Web Ad Sellers Lobby for Increased Spending

Microsoft's MSN, along with the IAB and ARF, unveil research suggesting that the Internet deserves a bigger slice of the total advertising pie.

The online publishing industry continues to advocate for the Web’s right to a larger share of the advertising spending pie, with Microsoft’s MSN portal leading the charge with results of a new study based on a cross-media plan by Unilever.

The six-week study, which was endorsed by industry groups such as Interactive Advertising Bureau and the Advertising Research Foundation, looked at the total return on investment (ROI) from Unilever’s television, print and online advertising campaigns for its Dove Nutrium soap. It also projected what would happen if Unilever took small portions of its TV and print budgets and re-allocated them to the Internet.

The projections were calculated by Rex Briggs, head of research firm Marketing Evolution, using input from ad effectiveness testers Dynamic Logic, Web Marketing LLC and mindshare, and Unilever’s agency Ogilvy & Mather. They suggest that increasing online media as a percentage of total spending improved ROI significantly — partially because advertisers can get good value from online media at its current low CPMs.

“Each element of a marketing mix should do something different,” said Briggs, “but they reinforce each other.”

According to the study, increasing the frequency of online ads from 1.7 impressions to 3.1 impressions over six weeks — while reducing TV and print by .5 and .6 impressions, respectively — would have boosted unaided brand awareness by 11 percent among the target female demographic. On the same basis, increasing online ad impressions to 12.5 impressions would have resulted in a 32 percent lift.

It was a similar story for brand image (which tested for recall of specific Nutrium message): increasing online ads to 3.1 impressions resulted in a 32 percent lift, while 12.5 impressions would have resulted in a 73 percent increase.

Purchase intent — probably the most intuitive metric for gauging ROI — would have increased 49 percent with 3.1 impressions, and a staggering 152 percent after 12.5 impressions.

Further boosting the industry’s case, the online ad used in testing was a relatively ordinary animated skyscraper GIF. In other words, the study didn’t better the Internet’s results by using tactics like streaming video, layouts with one ad per page, or the “large rectangle” format — all of which have been proven to boost branding.

“We know those newer products are a lot more effective at branding, so the results of the research are very conservative,” said Frederick Savoye, director of partner marketing for MSN.

Those findings, if indeed indicative of real-world campaign results, would be a major vindication for the online ad sales industry, which has undertaken a series of self-improvement, research and educational initiatives designed to persuade offline advertisers to move their budgets online.

For instance, the New York-based IAB commissioned research last year suggesting that online ads have a measurable branding effect. In recent months, the group also proposed standard Terms & Conditions for media buying and guidelines for measuring, auditing and disclosing metrics like impressions, page views and unique visitors — both considered important for encouraging traditional advertisers to spend online.

Similarly to those earlier efforts, Wednesday’s study makes the case for shifting offline budgets to the Web.

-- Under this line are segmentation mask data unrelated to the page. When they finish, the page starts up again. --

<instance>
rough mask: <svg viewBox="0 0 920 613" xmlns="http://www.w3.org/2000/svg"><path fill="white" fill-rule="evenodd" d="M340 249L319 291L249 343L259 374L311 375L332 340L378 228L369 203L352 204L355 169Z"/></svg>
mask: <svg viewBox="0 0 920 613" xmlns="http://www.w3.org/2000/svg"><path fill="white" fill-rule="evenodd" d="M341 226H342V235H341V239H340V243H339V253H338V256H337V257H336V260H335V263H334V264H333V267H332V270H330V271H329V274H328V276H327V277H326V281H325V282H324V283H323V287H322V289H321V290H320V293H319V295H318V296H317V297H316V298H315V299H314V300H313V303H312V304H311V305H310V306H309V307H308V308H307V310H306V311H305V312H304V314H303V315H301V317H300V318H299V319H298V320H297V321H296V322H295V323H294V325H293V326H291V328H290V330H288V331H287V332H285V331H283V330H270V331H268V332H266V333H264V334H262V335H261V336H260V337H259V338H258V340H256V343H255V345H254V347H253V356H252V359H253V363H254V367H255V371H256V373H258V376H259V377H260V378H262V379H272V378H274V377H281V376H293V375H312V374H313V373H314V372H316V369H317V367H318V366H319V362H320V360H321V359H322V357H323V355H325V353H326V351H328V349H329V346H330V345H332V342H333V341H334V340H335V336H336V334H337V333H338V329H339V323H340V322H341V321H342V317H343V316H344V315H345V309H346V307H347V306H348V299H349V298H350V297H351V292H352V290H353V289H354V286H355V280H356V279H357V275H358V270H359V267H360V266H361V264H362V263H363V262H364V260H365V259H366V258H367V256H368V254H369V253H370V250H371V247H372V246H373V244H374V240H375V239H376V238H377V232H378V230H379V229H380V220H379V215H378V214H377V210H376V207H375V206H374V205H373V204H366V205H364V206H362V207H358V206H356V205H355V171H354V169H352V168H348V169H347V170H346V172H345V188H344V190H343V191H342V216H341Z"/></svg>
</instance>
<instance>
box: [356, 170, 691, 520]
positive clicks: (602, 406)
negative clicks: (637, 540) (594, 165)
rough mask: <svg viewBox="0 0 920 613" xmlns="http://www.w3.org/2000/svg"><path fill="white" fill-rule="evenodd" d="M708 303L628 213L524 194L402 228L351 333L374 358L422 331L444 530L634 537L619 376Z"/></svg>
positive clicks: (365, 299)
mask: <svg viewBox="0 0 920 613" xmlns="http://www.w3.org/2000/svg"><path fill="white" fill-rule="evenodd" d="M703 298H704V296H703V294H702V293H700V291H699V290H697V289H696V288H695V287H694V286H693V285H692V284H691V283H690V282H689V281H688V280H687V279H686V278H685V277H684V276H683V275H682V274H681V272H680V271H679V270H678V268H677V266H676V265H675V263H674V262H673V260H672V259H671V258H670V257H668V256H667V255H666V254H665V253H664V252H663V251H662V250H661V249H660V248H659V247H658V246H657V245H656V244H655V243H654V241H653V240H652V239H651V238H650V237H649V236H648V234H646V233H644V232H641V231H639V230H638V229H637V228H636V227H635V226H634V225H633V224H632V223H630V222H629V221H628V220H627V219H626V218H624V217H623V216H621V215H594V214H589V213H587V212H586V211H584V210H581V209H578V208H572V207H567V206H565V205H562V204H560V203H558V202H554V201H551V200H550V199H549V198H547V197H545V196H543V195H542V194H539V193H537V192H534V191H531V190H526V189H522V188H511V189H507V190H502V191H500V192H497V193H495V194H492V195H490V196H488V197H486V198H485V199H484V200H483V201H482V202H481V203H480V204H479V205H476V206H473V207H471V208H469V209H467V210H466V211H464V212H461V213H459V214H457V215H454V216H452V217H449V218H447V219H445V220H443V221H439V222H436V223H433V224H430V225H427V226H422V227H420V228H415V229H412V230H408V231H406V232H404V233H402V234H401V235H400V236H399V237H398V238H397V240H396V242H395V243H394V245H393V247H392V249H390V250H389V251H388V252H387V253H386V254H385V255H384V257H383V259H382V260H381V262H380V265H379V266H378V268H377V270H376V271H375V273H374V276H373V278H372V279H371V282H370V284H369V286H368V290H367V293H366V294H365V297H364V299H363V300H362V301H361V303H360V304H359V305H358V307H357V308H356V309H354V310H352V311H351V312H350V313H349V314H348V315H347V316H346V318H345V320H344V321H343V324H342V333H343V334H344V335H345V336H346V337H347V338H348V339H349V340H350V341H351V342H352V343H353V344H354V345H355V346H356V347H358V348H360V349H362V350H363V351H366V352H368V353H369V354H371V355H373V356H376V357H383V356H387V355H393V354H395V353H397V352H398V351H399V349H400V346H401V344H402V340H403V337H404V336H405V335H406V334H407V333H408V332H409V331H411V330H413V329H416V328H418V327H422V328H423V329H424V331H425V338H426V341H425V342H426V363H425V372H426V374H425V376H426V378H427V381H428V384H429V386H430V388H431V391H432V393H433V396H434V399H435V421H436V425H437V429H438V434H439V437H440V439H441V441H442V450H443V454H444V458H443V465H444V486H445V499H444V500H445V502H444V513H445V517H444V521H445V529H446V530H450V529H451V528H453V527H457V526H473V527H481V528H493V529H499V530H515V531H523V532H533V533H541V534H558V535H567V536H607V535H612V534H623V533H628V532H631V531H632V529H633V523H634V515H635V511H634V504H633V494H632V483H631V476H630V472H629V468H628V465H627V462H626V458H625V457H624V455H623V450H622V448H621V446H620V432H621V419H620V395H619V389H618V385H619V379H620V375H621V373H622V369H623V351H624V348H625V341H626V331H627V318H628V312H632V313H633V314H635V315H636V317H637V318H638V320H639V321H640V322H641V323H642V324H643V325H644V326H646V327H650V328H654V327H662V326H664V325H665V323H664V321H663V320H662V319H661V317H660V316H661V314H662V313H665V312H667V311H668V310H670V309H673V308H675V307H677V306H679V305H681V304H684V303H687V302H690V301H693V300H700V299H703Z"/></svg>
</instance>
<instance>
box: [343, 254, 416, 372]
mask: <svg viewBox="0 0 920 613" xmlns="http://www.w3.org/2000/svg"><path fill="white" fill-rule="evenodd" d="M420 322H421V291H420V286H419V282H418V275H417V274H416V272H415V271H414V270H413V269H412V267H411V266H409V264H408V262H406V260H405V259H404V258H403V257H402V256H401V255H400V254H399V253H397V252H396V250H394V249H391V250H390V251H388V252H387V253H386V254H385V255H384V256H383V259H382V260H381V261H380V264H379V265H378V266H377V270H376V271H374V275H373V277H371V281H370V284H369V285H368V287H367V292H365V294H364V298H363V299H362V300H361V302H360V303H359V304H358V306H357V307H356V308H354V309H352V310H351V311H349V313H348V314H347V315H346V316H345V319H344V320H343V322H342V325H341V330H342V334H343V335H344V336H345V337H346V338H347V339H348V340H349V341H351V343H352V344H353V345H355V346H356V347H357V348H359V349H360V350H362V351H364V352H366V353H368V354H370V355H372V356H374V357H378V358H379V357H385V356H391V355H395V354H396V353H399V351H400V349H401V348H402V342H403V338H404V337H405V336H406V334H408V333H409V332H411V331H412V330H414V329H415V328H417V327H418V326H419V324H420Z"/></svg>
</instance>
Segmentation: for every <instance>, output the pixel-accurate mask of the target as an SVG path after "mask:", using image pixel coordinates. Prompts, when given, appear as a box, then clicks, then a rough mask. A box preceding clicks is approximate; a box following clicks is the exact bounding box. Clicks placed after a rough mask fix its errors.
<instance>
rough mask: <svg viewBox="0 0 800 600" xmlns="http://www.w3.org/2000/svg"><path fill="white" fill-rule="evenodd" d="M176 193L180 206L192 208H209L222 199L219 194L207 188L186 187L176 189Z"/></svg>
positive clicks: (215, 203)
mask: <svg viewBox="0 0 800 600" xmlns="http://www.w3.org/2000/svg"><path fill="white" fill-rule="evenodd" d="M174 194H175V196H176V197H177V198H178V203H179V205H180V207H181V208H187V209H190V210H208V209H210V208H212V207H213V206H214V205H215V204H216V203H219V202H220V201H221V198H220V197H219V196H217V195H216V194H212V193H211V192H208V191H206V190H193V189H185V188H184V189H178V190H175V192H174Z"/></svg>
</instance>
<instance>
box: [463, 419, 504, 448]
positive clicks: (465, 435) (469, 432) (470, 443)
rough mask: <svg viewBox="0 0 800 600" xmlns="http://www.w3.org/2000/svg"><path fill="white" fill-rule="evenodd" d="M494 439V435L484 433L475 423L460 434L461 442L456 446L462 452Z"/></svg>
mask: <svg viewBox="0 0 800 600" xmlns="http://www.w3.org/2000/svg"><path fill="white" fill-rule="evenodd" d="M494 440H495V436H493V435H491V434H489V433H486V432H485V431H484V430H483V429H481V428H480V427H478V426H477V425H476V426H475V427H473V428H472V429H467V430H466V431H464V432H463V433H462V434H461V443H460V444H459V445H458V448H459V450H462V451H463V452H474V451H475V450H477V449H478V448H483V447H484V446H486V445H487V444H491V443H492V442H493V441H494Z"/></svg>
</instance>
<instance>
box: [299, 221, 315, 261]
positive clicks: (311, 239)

“We’ve seen lots of proof that online advertising works, but this is the first time we have measured how online really stacks up to television and magazines,” said ARF president Jim Spaeth. “The results are a giant leap forward for the advertising industry, addressing a question it has long been pondering.”

Clearly, more research needs to be done, however. Most conspicuously, the study’s results were based on projections, rather than actual results. (To that end, the study’s participants said they would work to conduct a wider field study with more than 15 publishers and six major advertisers.)

Additionally, Wednesday’s study doesn’t touch on the issue of so-called ad burnout — when consumers see so many impressions that they’re numbed or annoyed by the product.

Nevertheless, those involved in the new findings remain optimistic about their implications.

“IAB considers the results of this research to be extremely valuable to our members and the industry at large, because they demonstrate that the Internet can dramatically improve a brand’s ROI on overall marketing when it is a significant part of the overall media mix,” said IAB president and chief executive Greg Stuart.